The Notice of Intention attached to the motion as Exhibit B consists of one page which truncates paragraph 3. This paragraph in the Notice of Intention is the time, place and manner in which the claim arose. That portion which is present is not adequate. The Notice of Intention lists a date but not the time when the accident occurred. The place listed is on Route 27, 50 feet west of the intersection with County Line Road. Route 27 is a major east/west road which runs along the south shore of Long Island, from one end to the other end. At various places, it has multiple lanes in each direction with turning lanes or it is a limited access highway with service roads. It is unknown if the proposed claimant was on the north side or the south side of Route 27, or if she was on a divider or some place within the travel lanes.

In addition, the Notice of Intention does not particularize the condition complained of. The Notice of Intention contains boilerplate language which covers an entire range of things that could be wrong with a roadway, sidewalk, lighting, signage or walkways. It covers design, maintenance, operation and construction of all of these areas. However, the Notice of Intention fails to specifically say what caused the proposed claimant's accident. The Notice of Intention fails to list the nature of the proposed claimant's injuries.

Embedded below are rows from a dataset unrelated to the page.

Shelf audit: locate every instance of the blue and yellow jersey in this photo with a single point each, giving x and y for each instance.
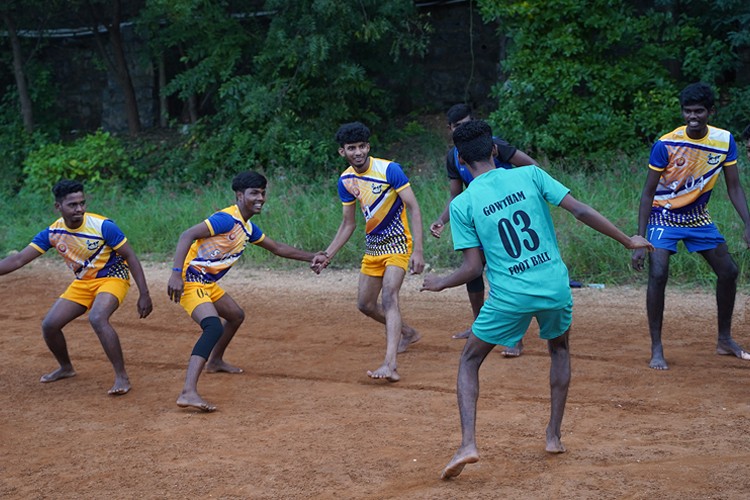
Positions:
(88, 250)
(689, 170)
(387, 228)
(210, 258)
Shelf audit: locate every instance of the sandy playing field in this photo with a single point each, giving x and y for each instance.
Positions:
(304, 420)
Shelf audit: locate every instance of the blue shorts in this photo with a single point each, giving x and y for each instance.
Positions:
(696, 239)
(506, 328)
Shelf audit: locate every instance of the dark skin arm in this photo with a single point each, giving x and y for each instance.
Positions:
(18, 260)
(644, 210)
(144, 305)
(737, 197)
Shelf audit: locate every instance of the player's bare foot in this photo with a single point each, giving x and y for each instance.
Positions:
(222, 366)
(554, 445)
(58, 374)
(513, 352)
(385, 372)
(462, 335)
(727, 347)
(122, 386)
(462, 457)
(407, 339)
(195, 401)
(657, 359)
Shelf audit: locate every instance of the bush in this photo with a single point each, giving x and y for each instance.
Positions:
(93, 159)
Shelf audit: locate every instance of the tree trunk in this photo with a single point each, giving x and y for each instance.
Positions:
(163, 111)
(23, 89)
(123, 74)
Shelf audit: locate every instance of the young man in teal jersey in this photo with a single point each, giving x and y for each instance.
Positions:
(385, 197)
(99, 254)
(505, 213)
(505, 156)
(683, 169)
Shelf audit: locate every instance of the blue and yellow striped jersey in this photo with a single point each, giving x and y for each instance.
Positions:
(210, 258)
(89, 250)
(387, 228)
(689, 170)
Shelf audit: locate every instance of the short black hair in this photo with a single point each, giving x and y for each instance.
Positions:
(458, 112)
(350, 133)
(64, 187)
(697, 93)
(473, 141)
(247, 180)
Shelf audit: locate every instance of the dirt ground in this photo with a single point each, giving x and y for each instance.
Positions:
(304, 420)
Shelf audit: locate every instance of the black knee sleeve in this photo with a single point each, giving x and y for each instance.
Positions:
(212, 331)
(475, 285)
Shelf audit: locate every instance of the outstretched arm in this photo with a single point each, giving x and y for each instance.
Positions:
(737, 196)
(286, 251)
(416, 263)
(597, 221)
(18, 260)
(436, 228)
(175, 286)
(144, 305)
(471, 267)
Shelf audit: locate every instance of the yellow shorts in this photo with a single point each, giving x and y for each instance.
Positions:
(196, 294)
(374, 265)
(85, 291)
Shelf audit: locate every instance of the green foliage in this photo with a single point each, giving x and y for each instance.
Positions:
(94, 159)
(594, 79)
(314, 71)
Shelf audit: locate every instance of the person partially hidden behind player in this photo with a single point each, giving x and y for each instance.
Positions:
(504, 156)
(683, 168)
(98, 253)
(205, 252)
(506, 213)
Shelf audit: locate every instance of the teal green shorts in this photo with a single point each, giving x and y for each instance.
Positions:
(507, 328)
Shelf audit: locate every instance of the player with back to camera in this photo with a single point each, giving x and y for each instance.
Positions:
(205, 252)
(506, 213)
(385, 196)
(98, 253)
(683, 168)
(504, 156)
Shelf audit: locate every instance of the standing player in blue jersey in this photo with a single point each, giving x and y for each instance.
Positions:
(505, 213)
(205, 253)
(505, 156)
(101, 258)
(385, 196)
(683, 169)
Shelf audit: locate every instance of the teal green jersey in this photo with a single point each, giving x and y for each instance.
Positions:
(506, 213)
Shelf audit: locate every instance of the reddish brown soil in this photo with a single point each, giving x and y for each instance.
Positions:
(304, 420)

In its opposition, the State indicates that it was "only in receipt of the first page of the Notice of Claim as attached to the motion" (defendant's Affirmation ¶5). The Court reads this to mean that the one page that is movant's Exhibit B, is what movant served on January 16, 2002. The Court notes movant has not filed a reply to correct defendant's statement. The original document does not include all that is essential to constitute a claim, and thus, the Court is without jurisdiction (see Artale v State of New York, 140 AD2d 919; see also, Grande v State of New York, 160 Misc 2d 383).

While movant did not move for relief pursuant to Court of Claims Act §10(6), she includes a proposed claim in the event the Court did not find the Notice of Intention to be adequate. The Court finds the proposed claim insufficient in meeting the pleading requirements of Court of Claims Act §11. While the movant includes the time and date that the claim arose, the location is less sufficient than the one listed in the Notice of Intention. The location description is listed as "Sunrise Highway/Route 27 . . . at or near its intersection with County Line Road, County of Nassau and/or Suffolk, State of New York, Village of Massapequa and/or Village of Amityville . . ." (movant's Exhibit A ¶4). Now it is unclear which direction from County Line Road that the claim arose, in addition to the other problems concerning the description. The claim also lacks an ad damnum clause pursuant to Court of Claims Act §11.

Based on the foregoing, movant's motion is denied.

March 18, 2005
Hauppauge, New York

Judge of the Court of Claims

[1]The following papers have been read and considered on movant's motion: Notice of Motion for Leave to Treat Notice of Intention as a Claim dated October 7, 2004 and filed October 12, 2004; Affirmation in Support of Theodore H. Rosenblatt, Esq. with annexed Exhibits A-E dated October 8, 2004 and filed October 12, 2004; Affirmation in Opposition of Todd A. Schall, Esq. dated December 1, 2004 and filed December 3, 2004.